My friend is actually going through this right now. It’s actually costing her between $1k-$2k to file for bankruptcy through the lawyer, so you actually need money to do it (which seems weird to me) & not all of her debt is going away. Personally, unless you are $30k+ in debt, I would look into someone to help with consolidating debt and planning payments vs. going bankrupt. Also, my step-father declared bankruptcy in his 20s, and he and my mom had problems over 20 years later with larger loans (car, house, etc.), so it doesn’t just clear after 7 years.

Post # 7
Member
5110 posts
Bee Keeper
  • Wedding: November 2011

hmm idk

Post # 8
Member
2018 posts
Buzzing bee
  • Wedding: December 2010

If you have absolutely no assets and no student loans and you are in pretty deep, just declare bankruptcy and be done with it.  The debt consolidation will ruin your credit almost as much and you’ll still have the debt to pay off. 

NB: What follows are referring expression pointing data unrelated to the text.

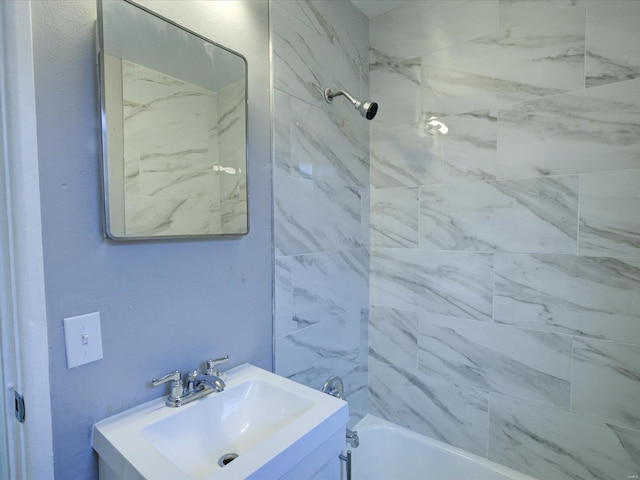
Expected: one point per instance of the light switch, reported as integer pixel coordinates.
(83, 339)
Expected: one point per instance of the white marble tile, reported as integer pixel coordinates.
(284, 322)
(233, 204)
(329, 285)
(434, 408)
(311, 355)
(537, 215)
(305, 63)
(365, 215)
(552, 444)
(399, 157)
(606, 381)
(610, 213)
(521, 363)
(397, 89)
(356, 390)
(340, 23)
(427, 26)
(587, 296)
(514, 12)
(589, 130)
(281, 133)
(405, 155)
(449, 283)
(468, 151)
(613, 41)
(327, 146)
(535, 59)
(165, 216)
(179, 177)
(315, 216)
(394, 217)
(394, 337)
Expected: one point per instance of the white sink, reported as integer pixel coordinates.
(270, 422)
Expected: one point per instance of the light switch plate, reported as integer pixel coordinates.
(83, 339)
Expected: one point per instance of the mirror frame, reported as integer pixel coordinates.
(104, 129)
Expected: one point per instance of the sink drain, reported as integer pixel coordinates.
(227, 458)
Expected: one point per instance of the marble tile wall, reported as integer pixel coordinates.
(321, 195)
(183, 160)
(505, 256)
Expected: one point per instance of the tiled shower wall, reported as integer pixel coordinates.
(505, 256)
(321, 195)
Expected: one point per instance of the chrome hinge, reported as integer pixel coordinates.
(18, 406)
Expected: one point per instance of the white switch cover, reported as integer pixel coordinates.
(83, 339)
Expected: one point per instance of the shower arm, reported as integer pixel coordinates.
(330, 95)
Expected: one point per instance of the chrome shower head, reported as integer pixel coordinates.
(367, 109)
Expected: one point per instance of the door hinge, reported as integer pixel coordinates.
(19, 406)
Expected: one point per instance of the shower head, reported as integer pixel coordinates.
(367, 109)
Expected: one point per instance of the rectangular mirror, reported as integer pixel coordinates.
(174, 128)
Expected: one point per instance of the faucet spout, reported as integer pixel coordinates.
(212, 381)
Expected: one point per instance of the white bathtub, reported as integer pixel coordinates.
(390, 452)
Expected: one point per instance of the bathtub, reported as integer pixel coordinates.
(390, 452)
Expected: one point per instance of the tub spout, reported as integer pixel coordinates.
(352, 438)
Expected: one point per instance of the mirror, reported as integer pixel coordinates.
(174, 128)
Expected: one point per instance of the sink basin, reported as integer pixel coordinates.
(260, 426)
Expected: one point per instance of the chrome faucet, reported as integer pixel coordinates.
(334, 387)
(197, 385)
(352, 438)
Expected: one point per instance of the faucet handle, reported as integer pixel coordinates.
(191, 381)
(211, 365)
(176, 383)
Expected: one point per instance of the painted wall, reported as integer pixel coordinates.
(163, 305)
(321, 186)
(505, 256)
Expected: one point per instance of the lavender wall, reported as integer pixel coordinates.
(164, 305)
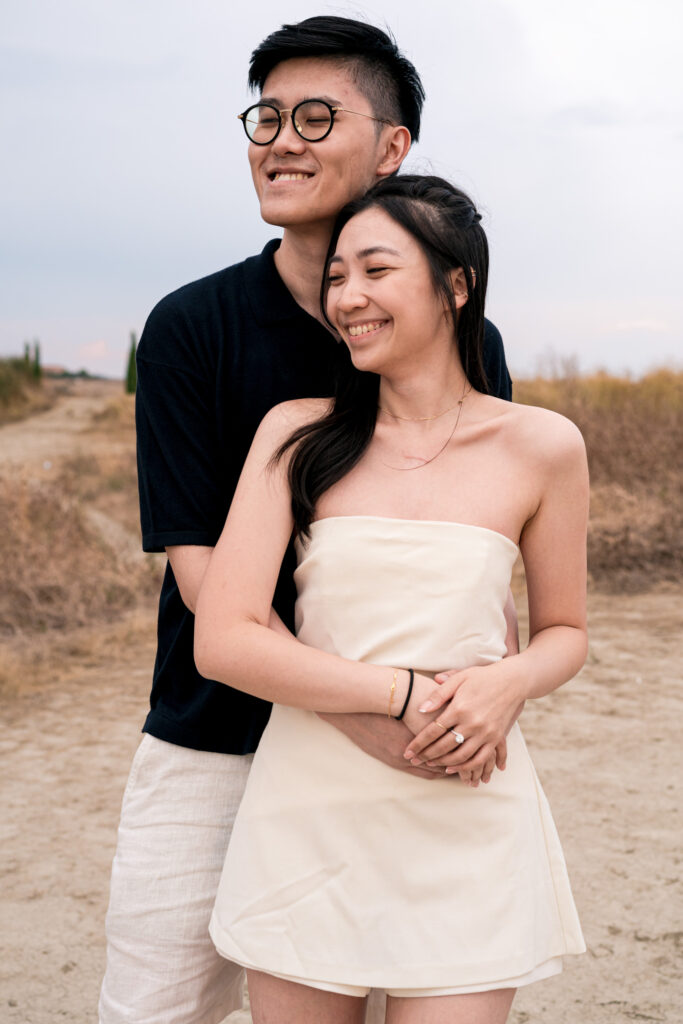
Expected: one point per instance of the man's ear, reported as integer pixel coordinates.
(459, 286)
(394, 151)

At least with bankruptcy, you can start all over with a clean slate.  I might get a lot of crap for saying this, but it’s not as big a deal as people think.  Lots of really successful people have had to declare bankruptcy at least once. Used properly, it can be a really good thing. Good luck with whatever you decide.

Post # 10
Member
2018 posts
Buzzing bee
  • Wedding: December 2010

I only said the student loans because they aren’t discharged.  They will follow you to the grave! lol  But of course, if that’s all that’s left afterward and you can handle them, do it.  It’s just easier if you have no home (they won’t take your primary residence), art, jewelry, stocks, savings, etc.  They will go through every single thing of value that you might have and make you liquidate.

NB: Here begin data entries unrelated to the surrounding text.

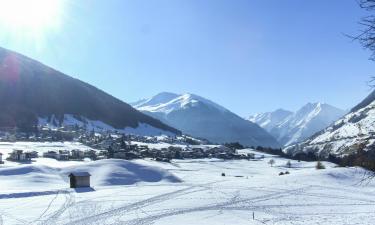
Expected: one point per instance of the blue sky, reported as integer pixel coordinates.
(247, 55)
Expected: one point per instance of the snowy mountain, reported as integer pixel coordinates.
(32, 93)
(289, 128)
(203, 118)
(270, 120)
(354, 131)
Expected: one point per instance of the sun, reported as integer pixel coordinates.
(30, 15)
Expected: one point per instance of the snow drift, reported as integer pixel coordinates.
(104, 173)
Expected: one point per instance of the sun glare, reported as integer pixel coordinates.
(30, 15)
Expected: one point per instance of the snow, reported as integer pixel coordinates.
(169, 102)
(187, 192)
(99, 126)
(296, 127)
(342, 137)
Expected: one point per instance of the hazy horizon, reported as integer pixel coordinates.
(249, 57)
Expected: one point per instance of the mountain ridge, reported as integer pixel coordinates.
(30, 90)
(291, 128)
(200, 117)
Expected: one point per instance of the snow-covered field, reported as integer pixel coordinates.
(185, 192)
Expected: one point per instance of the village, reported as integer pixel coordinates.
(112, 145)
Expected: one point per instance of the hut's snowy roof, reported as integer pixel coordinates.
(80, 174)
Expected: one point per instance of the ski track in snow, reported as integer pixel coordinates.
(306, 196)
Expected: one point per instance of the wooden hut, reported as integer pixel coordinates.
(79, 179)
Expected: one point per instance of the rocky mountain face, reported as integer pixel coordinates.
(355, 131)
(200, 117)
(31, 92)
(289, 128)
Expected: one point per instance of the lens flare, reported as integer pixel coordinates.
(30, 15)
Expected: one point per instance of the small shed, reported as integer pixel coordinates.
(79, 179)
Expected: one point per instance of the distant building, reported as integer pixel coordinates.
(19, 155)
(79, 179)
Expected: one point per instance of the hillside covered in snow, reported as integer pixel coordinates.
(355, 131)
(183, 192)
(289, 128)
(200, 117)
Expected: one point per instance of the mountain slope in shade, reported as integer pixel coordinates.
(298, 126)
(203, 118)
(270, 120)
(354, 131)
(30, 90)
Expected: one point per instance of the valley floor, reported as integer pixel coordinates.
(200, 195)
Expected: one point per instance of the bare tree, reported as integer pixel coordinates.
(271, 162)
(367, 33)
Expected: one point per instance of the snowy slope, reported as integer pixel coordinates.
(33, 91)
(142, 129)
(344, 136)
(269, 120)
(187, 192)
(302, 124)
(200, 117)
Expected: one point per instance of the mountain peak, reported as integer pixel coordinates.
(290, 127)
(31, 91)
(200, 117)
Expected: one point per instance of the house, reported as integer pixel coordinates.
(77, 154)
(19, 155)
(63, 155)
(50, 154)
(79, 179)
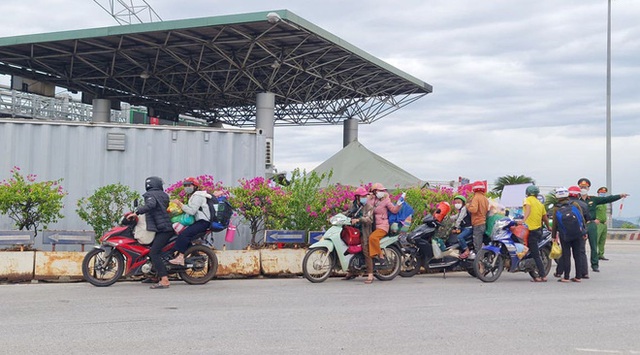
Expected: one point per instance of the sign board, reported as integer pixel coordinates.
(314, 236)
(68, 237)
(15, 237)
(284, 236)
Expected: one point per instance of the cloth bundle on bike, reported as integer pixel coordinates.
(402, 219)
(220, 212)
(521, 232)
(350, 235)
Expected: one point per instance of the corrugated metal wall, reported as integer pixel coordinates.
(77, 152)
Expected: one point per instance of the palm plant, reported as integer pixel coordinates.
(503, 181)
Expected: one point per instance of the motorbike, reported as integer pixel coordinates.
(331, 252)
(502, 253)
(417, 251)
(119, 253)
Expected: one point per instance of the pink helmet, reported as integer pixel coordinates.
(478, 186)
(574, 191)
(360, 191)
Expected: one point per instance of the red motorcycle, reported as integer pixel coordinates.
(119, 253)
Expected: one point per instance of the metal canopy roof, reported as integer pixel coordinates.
(213, 68)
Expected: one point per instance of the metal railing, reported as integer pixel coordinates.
(18, 104)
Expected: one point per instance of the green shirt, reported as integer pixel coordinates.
(593, 201)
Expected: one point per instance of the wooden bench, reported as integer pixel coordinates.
(54, 237)
(21, 238)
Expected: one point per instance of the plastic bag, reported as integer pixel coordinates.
(437, 253)
(556, 250)
(174, 209)
(184, 219)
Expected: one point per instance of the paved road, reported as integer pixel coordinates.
(424, 314)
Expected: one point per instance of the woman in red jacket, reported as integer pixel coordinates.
(381, 207)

But if there’s nothing there, then definitely proceed with filing.  It will be a huge relief. Oh, and if you do file for bankruptcy, make sure you are VERY careful to list all of your debtors, besides the obvious ones.  Just take a little time to think because it’s a one-shot deal and if you forget you owe someone and they aren’t notified, you will still be on the hook.

Post # 11
Member
3461 posts
Sugar bee
  • Wedding: May 2012

FYI, it depends on state for what assets you can protect.  I vaguely recall from bankruptcy class that Texas (and maybe Florida?) was the place to be – it exempt something crazy like $2 million (or more?) in a house, plus random things like 2 guns, a saddle, etc.

Post # 12
Member
682 posts
Busy bee
  • Wedding: November 2011

It sucks to be underwater but you can get out, and pay your debts. Dave Ramsey is a good start.